Creo que juicios tan pobres y carentes de lógica elemental, se deben a una nula cultura de calidad (y un muy bajo nivel de consciencia, obviamente). Y esto explica porque hay instituciones que, por ejemplo, solo por “ganar imagen”, contratan charlatanes que cobran cientos de miles de pesos, pero no aportan nada trascendente, para transformar la calidad de vida individual ni mucho menos social. De igual forma, muchas escuelas de psicología nombran “profesor” a jóvenes recién egresados, casi sin experiencia de vida ni profesional, sin revisión personal, y sin supervisión cercana de un experto.

Sin criterios de calidad generamos una cascada de factores limitantes y nocivos. Por ejemplo, como una de sus consecuencias en las instituciones se da el influyentismo (típico en los países tercermundistas), brindando trabajo por “compadrazgos” o contratando al instructor “barato” para “ahorrar presupuesto” o, peor aún, llevarse “unos billetes a la bolsa”. Ante mi asombró, en una institución nos mencionaron que programaban instructores “chafas” (a los que pagaban 200 o 300 pesos por hora), que esos cursos no servían para nada pero los hacían así ¡por ser baratos! Sin criterios de calidad, caemos fácilmente en actos corruptos y faltos de ética.

Hablando de otras áreas, para llegar a ser un “ídolo” artístico parece requisito no saber música, cantar feo o hasta ¡con voz de borracho y dotes de “narco” como si eso fuera la más alta expresión humana! Pero ¿Quién y bajo que criterios evalúa los “talentos” y determina que es un “producto de calidad”? Un ejemplo bárbaro son los llamados “pornocorridos”, de alto contenido obsceno y que denigran la calidad y sensibilidad humana.

Esto no es sino el reflejo de una cultura decadente que nos lleva a un salvajismo peor que animales. Hace poco vimos un reportaje sobre un partido de futbol, aquí en México, en que unos “pseudohumanos” prendieron fuego a un joven con una bengala quien, en presencia de su madre, muere a los pocos minutos.

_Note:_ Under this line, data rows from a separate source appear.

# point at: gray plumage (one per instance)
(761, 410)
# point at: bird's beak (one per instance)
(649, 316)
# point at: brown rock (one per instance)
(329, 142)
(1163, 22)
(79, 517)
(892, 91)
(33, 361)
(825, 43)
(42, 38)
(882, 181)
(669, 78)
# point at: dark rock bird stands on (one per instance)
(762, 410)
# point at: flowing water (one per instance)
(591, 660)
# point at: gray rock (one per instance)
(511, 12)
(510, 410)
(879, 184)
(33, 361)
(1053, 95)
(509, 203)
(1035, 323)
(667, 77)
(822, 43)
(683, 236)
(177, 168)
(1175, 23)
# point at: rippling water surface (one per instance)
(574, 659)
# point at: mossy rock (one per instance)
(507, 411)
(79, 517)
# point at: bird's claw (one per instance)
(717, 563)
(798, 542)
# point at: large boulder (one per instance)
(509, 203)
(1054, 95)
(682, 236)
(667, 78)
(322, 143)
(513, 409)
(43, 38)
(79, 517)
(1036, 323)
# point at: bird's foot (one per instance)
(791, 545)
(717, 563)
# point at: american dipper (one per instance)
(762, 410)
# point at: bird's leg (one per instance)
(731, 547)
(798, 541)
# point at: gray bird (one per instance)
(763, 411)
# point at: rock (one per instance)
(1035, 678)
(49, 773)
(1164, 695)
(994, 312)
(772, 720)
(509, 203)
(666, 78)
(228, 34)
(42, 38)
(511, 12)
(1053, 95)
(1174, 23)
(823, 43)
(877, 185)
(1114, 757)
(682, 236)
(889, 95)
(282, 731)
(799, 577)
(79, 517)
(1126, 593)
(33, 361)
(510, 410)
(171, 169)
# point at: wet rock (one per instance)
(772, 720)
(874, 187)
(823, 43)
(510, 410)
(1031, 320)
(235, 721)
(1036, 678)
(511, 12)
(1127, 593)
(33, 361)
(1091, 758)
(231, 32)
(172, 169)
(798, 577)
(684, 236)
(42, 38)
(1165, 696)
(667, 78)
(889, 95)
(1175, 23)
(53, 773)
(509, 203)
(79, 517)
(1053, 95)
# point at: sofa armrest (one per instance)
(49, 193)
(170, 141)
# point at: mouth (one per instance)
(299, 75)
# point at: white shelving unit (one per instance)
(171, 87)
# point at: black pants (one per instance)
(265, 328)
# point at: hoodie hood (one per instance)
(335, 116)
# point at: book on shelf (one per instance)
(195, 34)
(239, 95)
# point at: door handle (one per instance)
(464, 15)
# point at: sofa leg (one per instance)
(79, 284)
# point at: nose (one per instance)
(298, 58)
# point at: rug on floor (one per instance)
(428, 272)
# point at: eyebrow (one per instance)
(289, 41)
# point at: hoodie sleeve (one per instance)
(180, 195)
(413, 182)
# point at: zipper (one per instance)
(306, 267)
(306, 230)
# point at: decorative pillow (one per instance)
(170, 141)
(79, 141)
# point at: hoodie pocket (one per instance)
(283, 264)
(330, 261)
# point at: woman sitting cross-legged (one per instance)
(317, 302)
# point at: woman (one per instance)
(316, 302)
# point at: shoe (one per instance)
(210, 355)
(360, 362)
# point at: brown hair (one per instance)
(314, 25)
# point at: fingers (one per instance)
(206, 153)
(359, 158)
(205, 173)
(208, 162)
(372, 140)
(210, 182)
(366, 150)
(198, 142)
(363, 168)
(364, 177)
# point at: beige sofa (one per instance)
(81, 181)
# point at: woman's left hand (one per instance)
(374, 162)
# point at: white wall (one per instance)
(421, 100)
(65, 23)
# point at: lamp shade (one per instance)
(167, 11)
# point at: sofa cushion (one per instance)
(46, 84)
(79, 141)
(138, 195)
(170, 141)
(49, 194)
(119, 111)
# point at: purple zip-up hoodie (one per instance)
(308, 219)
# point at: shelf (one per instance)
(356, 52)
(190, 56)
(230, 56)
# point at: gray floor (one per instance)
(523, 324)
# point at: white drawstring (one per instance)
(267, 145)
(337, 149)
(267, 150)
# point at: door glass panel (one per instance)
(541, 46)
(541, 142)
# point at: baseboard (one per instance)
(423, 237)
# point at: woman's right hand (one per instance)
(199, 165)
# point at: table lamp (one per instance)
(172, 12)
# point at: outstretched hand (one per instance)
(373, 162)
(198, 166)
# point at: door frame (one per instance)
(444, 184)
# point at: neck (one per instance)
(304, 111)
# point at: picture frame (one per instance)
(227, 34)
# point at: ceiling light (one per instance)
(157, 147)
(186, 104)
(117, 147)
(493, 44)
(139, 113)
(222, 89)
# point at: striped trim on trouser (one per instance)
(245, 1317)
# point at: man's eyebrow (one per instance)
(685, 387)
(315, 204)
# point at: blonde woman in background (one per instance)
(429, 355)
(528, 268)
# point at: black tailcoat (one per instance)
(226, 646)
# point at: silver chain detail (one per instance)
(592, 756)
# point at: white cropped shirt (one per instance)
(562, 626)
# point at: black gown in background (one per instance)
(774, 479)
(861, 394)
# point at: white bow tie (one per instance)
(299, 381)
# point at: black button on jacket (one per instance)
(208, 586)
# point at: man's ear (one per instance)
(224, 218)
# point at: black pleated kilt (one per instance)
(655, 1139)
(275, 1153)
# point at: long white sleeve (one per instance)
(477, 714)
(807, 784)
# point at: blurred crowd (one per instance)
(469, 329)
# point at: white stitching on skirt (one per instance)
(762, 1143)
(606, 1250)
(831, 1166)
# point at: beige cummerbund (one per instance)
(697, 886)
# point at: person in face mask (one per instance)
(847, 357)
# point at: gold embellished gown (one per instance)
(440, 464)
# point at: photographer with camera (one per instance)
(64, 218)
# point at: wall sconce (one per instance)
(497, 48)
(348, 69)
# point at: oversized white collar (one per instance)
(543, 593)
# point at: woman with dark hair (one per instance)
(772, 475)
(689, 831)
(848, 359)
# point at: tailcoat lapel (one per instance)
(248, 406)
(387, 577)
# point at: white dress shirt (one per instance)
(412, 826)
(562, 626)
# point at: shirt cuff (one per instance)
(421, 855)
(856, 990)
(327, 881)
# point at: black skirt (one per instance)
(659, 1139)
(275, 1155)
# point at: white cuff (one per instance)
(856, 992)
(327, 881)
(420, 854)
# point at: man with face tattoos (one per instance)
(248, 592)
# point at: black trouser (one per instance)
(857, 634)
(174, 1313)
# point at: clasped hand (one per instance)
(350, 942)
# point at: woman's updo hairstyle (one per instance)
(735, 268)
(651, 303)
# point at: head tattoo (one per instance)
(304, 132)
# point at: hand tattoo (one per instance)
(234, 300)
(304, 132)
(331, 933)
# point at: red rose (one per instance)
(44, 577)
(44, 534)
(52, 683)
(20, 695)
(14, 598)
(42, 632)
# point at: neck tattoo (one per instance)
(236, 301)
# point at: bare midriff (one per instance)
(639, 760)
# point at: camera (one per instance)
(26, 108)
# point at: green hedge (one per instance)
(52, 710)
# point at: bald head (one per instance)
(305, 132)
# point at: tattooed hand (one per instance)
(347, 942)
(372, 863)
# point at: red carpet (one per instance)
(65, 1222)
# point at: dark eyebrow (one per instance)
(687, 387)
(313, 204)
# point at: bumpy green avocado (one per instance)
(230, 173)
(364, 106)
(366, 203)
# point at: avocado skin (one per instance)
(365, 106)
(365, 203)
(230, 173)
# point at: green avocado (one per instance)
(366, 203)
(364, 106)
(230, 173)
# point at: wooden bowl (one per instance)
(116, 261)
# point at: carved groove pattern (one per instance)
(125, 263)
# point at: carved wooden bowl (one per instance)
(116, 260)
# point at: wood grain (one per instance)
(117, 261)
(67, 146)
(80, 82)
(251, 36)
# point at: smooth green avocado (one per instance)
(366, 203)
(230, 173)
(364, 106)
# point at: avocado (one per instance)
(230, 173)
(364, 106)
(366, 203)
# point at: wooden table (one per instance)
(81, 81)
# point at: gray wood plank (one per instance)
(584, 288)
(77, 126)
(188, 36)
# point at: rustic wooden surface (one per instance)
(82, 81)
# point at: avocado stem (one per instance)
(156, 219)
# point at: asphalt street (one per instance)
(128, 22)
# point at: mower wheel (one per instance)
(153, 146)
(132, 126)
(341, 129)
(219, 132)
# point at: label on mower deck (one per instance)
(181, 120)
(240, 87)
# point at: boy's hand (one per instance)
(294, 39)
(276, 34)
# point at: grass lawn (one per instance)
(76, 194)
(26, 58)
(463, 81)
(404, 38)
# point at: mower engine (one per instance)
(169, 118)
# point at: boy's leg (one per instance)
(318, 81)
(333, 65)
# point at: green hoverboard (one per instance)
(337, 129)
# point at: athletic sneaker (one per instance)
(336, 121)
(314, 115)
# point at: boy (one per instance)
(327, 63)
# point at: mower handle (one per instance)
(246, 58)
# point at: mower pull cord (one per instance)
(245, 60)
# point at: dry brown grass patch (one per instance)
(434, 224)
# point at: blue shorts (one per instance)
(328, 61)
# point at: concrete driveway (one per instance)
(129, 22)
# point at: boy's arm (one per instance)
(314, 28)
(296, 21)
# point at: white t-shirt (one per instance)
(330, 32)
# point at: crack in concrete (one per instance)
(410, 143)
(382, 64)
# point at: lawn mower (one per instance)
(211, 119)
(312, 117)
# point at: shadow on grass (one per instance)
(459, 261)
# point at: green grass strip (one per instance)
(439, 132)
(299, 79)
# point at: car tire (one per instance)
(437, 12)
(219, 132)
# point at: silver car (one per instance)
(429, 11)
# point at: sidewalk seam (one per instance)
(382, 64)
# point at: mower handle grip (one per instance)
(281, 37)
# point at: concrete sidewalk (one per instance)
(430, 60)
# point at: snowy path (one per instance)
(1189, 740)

Pero pareciera que el individuo común no ve ni oye estos reportes pues las masas ignorantes siguen alentando la neurosis y violencia.

En otro ejemplo, hoy los adolescentes bailan golpeándose unos con otros a costa de perder la conciencia por un fuerte golpe en la cabeza, y argumentan hacerlo para poder “sentir algo”; así mismo otros se perforan partes intimas o delicadas del cuerpo o se tatúan, y ni que decir de quienes se drogan ¡Tan dormida y embrutecida esta la sensibilidad de la gente ordinaria! De seguir así, sin duda cada vez serán peores las manifestaciones. Pareciera que la generalidad humana esta muy ciega y embotada, pues teniendo la oportunidad de ver, se niega a hacerlo; así, la gente realmente no escucha, no busca ni tiene claridad de sus actos (ni mucho menos los ajenos). Como consecuencia, experimentan un gran vacío existencial: solos o acompañados viven con la falsa ilusión de que el poder, el control, la imagen, la seguridad económica o el placer son sinónimos de una vida de “calidad”. Sin embargo, pese a que tenga todo ello, la gente sufre y vive en conflicto consigo mismo y con otros pues, en verdad esa no es una autentica calidad de vida.
Pero es preciso entender que no se puede hacer nada por quien no quiere ver ni oír. Es responsabilidad de cada quien desarrollar Consciencia pues ello depende su satisfacción de vida, así como recibir mejor su muerte. Para una vida de calidad autentica, y una mejora social resultante, juzgo importantes los siguientes puntos:

- Saber investigar y reconocer a un verdadero Maestro experto, de un pseudoprofesional o charlatán.
- Abandonar el egocentrismo excesivo, centrado solo en los intereses propios, y tomar en cuenta a los demás, reconociendo las propias fortalezas y limitantes, sin falsas actuaciones y adulaciones personales para engañar a otros.
- Sensibilizarse a las habilidades artísticas, con un mínimo sentido estético.
- No conformarse con cualquier ofrecimiento de una sociedad dormida y bárbara: ¡pide productos y servicios de calidad respaldada, posicionados por años en el mercado, guiados por la voz de un experto, y reconocidos (idealmente) por lo menos a nivel nacional!